L’annonce d’un accord de transit terrestre et maritime entre le Tchad et la Guinée équatoriale a pris de court les autorités camerounaises. Face aux tracasseries administratives et aux entraves répétées sur le corridor Douala-N’Djamena, le Tchad a choisi de diversifier ses routes commerciales.
Cette décision, bien que stratégique pour N’Djamena, sonne comme un avertissement pour le Cameroun, qui tente désormais de rectifier le tir pour préserver son partenariat commercial de plus de 30 ans avec son voisin sahélien.
En effet, comme l’avait assuré Fatima Goukouni Weddeye, ministre tchadienne des Transports, lors de la signature de l’accord le 13 décembre 2024, « la signature de cette convention marque un tournant décisif pour le Tchad dans sa quête de diversification des couloirs de transit. Le Tchad prendra toutes les dispositions nécessaires pour la traduction dans les faits du contenu de cette convention ». Cet engagement illustre clairement la volonté de réduire la dépendance aux ports camerounais, longtemps considérés comme les seules portes d’entrée pour les marchandises tchadiennes.
Le Cameroun s’est ainsi mis en mode rattrapage, car il n’a pas tardé à réagir. Dans un message adressé aux délégués régionaux de la Sûreté nationale installés le long des corridors Douala-N’Djamena-Bangui, le Délégué général à la Sûreté nationale (DGSN), Martin Mbarga Nguelé, a ordonné une lutte pointue contre les tracasseries policières.
En ce sens, le DGSN a déclaré : « dans le cadre de l’application des recommandations de l’équipe interministérielle mixte chargée de la fluidification des corridors de transit Douala-Kribi-Bangui et Douala-Kribi-N’Djamena, il vous est demandé d’instruire et de veiller à la délivrance des bulletins de service et à l’existence des registres main courante dans tous les postes de contrôle mixte ». Il a en outre « formellement » interdit le retrait des pièces d’identité, même expirées, aux passagers et autres usagers lors des contrôles.

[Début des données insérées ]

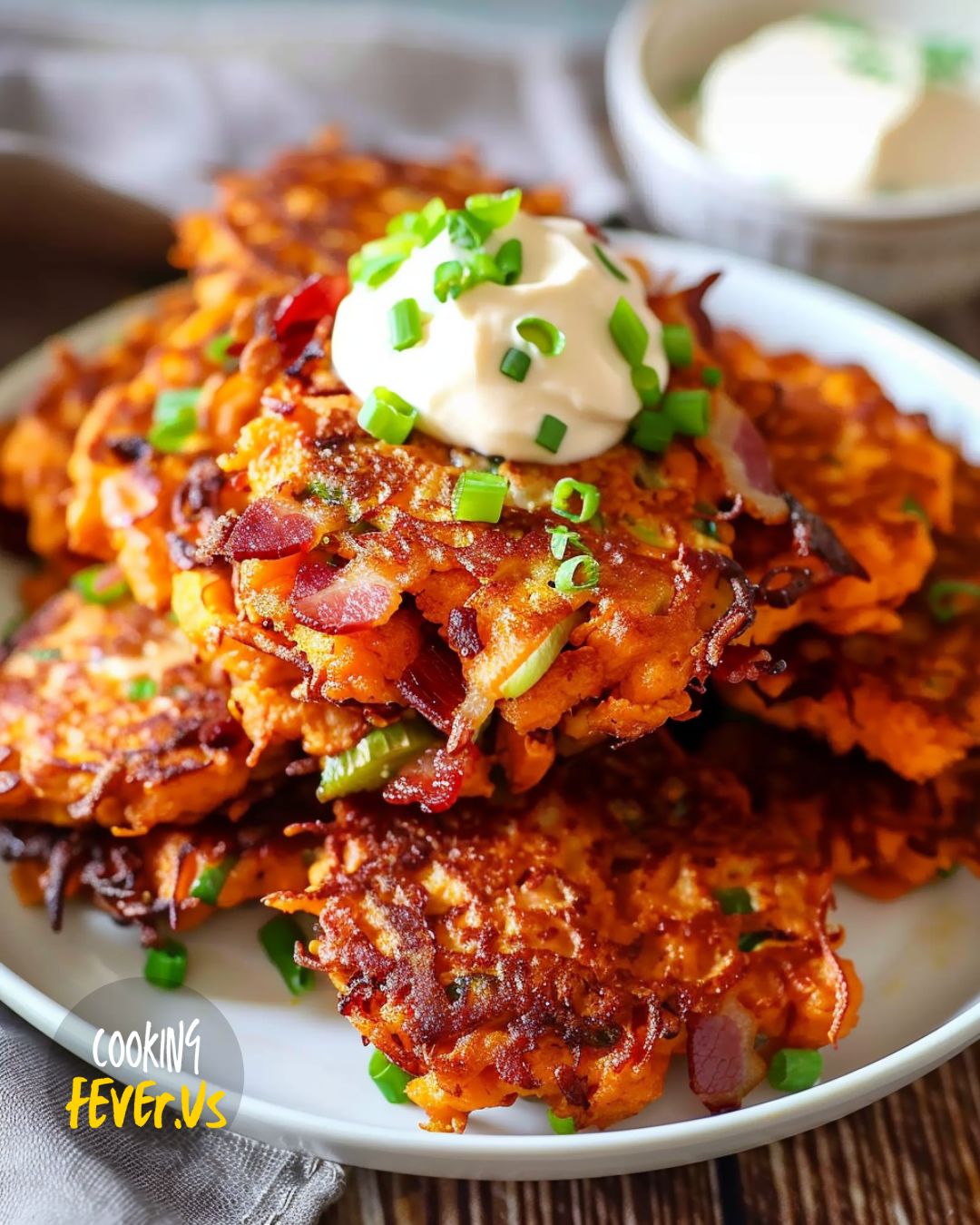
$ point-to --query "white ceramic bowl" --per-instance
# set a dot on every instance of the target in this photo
(307, 1083)
(908, 251)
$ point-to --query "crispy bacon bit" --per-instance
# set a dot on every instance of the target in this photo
(721, 1061)
(300, 311)
(338, 601)
(693, 299)
(267, 531)
(811, 534)
(739, 451)
(434, 780)
(433, 685)
(462, 632)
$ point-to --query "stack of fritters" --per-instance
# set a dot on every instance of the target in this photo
(517, 909)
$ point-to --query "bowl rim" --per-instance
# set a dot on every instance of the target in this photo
(626, 80)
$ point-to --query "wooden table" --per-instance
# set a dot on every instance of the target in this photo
(912, 1159)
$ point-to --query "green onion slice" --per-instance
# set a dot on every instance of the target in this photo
(565, 577)
(142, 689)
(174, 418)
(387, 416)
(478, 496)
(511, 260)
(793, 1070)
(405, 324)
(167, 965)
(217, 349)
(550, 433)
(679, 345)
(647, 385)
(101, 584)
(653, 430)
(374, 760)
(689, 410)
(734, 902)
(560, 1124)
(608, 263)
(210, 881)
(563, 538)
(629, 332)
(514, 364)
(564, 494)
(495, 210)
(945, 597)
(545, 337)
(389, 1078)
(279, 937)
(467, 230)
(542, 658)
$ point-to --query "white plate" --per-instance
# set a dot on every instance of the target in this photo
(305, 1071)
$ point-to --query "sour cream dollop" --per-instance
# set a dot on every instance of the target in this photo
(835, 109)
(452, 377)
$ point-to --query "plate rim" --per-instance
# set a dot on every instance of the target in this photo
(588, 1153)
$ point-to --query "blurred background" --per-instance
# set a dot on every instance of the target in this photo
(115, 114)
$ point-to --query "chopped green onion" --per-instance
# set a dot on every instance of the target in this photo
(210, 881)
(387, 416)
(545, 337)
(564, 493)
(791, 1071)
(405, 324)
(550, 433)
(389, 1078)
(560, 1124)
(174, 418)
(511, 260)
(690, 410)
(608, 263)
(653, 430)
(374, 759)
(375, 272)
(912, 507)
(167, 965)
(647, 385)
(542, 658)
(467, 230)
(712, 377)
(565, 576)
(514, 364)
(679, 345)
(942, 595)
(101, 584)
(734, 902)
(217, 349)
(478, 496)
(563, 538)
(279, 937)
(495, 210)
(448, 279)
(142, 689)
(629, 332)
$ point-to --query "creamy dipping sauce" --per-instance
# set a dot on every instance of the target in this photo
(452, 375)
(829, 108)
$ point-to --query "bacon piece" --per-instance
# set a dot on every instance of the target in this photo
(269, 531)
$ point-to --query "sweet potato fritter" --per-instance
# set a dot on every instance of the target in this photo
(843, 451)
(910, 699)
(567, 945)
(105, 718)
(152, 877)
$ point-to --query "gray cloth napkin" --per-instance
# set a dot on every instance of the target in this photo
(51, 1175)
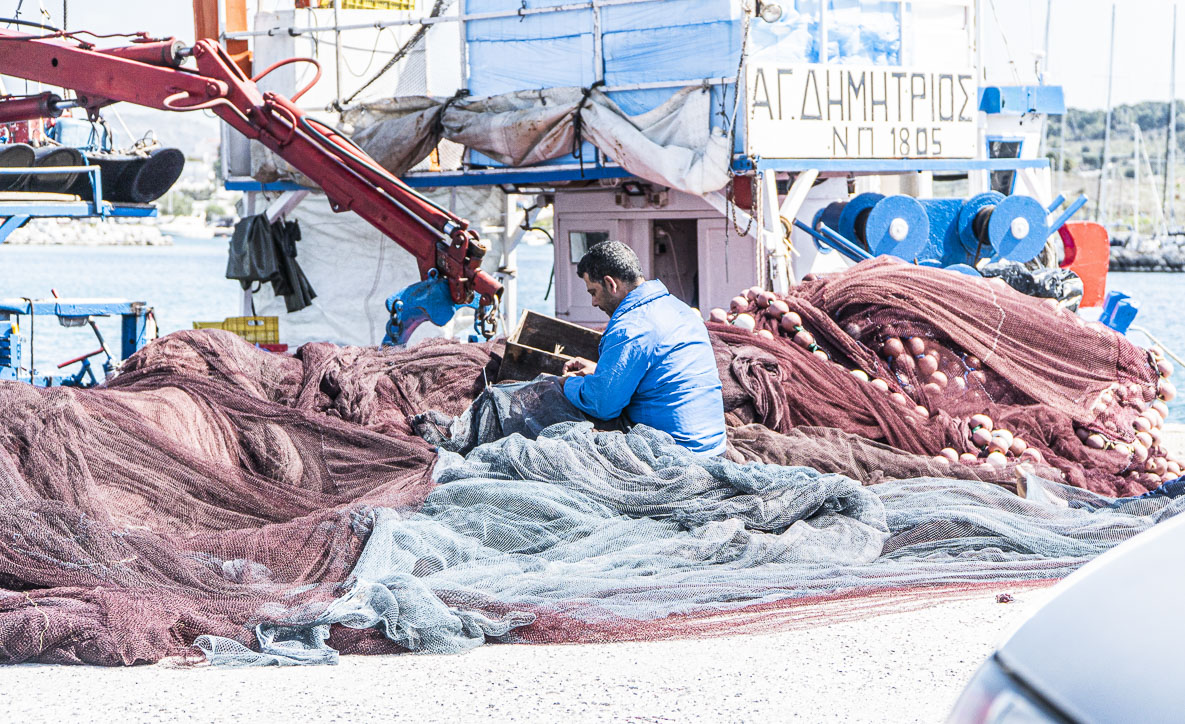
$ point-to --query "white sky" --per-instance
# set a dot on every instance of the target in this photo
(1078, 42)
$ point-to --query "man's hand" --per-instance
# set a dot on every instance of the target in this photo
(578, 366)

Cet empressement du Cameroun à rassurer ses partenaires commerciaux témoigne du considérable enjeu économique que représente le commerce de transit. Selon les données de la douane camerounaise, le Tchad et la République centrafricaine font respectivement transiter 340 milliards et 55 milliards de FCFA de marchandises par les ports camerounais. Et donc, une perte de ce marché au profit de la Guinée équatoriale aurait des conséquences significatives sur l’économie camerounaise.
Alors que cette nouvelle donne crée des remous, Patrice Melom, Directeur Général du port autonome de Kribi, a voulu tempérer les inquiétudes, affirmant que la concurrence est inévitable et de ce fait, le Cameroun devra redoubler d’efforts pour conserver ses partenaires commerciaux.

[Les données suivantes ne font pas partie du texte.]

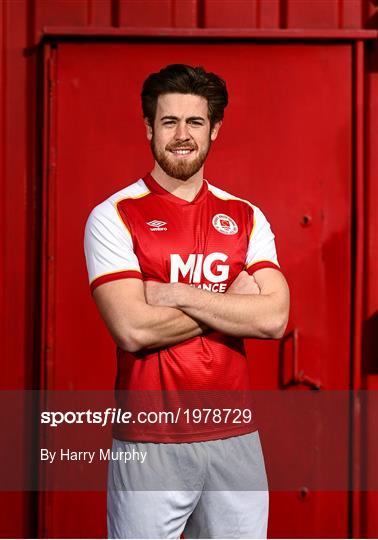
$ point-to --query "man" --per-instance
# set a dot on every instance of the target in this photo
(181, 272)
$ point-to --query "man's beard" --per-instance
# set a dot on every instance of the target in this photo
(182, 169)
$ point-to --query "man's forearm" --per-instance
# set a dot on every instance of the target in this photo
(261, 316)
(163, 327)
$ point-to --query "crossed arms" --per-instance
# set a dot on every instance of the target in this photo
(145, 315)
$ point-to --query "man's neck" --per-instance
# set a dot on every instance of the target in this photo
(184, 189)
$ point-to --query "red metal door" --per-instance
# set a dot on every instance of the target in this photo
(286, 145)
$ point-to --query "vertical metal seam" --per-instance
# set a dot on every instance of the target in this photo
(283, 16)
(200, 13)
(3, 118)
(258, 13)
(89, 12)
(340, 13)
(115, 13)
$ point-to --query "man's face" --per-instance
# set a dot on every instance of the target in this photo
(181, 137)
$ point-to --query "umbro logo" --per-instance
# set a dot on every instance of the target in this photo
(156, 225)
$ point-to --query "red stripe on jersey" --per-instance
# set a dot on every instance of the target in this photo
(114, 276)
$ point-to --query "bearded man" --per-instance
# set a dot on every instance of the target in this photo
(181, 271)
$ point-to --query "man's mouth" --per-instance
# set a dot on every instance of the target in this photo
(181, 151)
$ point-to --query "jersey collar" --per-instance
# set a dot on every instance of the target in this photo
(154, 187)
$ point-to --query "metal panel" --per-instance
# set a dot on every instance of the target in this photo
(157, 13)
(319, 14)
(230, 14)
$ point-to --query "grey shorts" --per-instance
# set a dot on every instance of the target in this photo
(212, 489)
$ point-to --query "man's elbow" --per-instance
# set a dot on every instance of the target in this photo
(275, 329)
(132, 342)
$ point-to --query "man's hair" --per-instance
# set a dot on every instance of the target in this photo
(184, 79)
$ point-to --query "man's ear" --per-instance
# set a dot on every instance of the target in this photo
(215, 130)
(149, 130)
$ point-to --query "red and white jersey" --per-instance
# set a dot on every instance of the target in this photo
(146, 232)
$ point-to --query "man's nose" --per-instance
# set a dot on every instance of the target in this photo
(182, 131)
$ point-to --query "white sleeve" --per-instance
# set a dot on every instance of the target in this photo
(108, 247)
(261, 251)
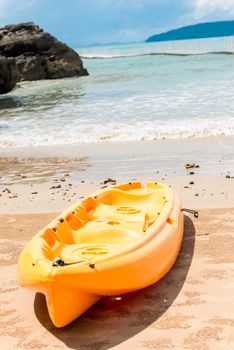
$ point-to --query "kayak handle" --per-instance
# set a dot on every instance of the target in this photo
(191, 211)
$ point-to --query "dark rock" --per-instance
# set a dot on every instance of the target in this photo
(9, 74)
(39, 55)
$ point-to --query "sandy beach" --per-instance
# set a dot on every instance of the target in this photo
(190, 308)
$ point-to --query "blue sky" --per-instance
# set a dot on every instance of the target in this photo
(81, 22)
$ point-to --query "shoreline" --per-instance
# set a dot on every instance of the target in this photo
(51, 179)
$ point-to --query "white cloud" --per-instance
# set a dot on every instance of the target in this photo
(9, 8)
(213, 8)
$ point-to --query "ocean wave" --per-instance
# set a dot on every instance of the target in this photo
(98, 56)
(122, 135)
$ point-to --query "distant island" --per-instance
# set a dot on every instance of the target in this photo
(196, 31)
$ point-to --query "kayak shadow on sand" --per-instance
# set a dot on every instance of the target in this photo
(113, 320)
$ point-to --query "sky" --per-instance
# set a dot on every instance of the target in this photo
(84, 22)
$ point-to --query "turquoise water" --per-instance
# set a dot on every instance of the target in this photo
(138, 96)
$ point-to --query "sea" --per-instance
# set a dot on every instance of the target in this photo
(135, 92)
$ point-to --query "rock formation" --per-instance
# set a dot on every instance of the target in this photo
(9, 74)
(37, 54)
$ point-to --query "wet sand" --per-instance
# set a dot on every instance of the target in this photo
(192, 307)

Par ailleurs, il faut noter que l’accord entre le Tchad et la Guinée équatoriale est bien plus qu’un simple ajustement commercial. Il reflète un repositionnement stratégique dans la région, où chaque pays cherche à maximiser ses avantages économiques. Pour N’Djamena, cette diversification pourrait simplifier les opérations de transit, accroître la productivité et stimuler la croissance économique. De son côté, la Guinée équatoriale voit cette opportunité comme un levier pour attirer des investissements dans ses infrastructures portuaires et renforcer son rôle dans le commerce régional.
Face à cette concurrence, le Cameroun doit se réinventer. L’amélioration des conditions de transit, la modernisation des infrastructures et une plus grande fluidité des échanges seront déterminantes pour maintenir son rôle de hub commercial en Afrique centrale.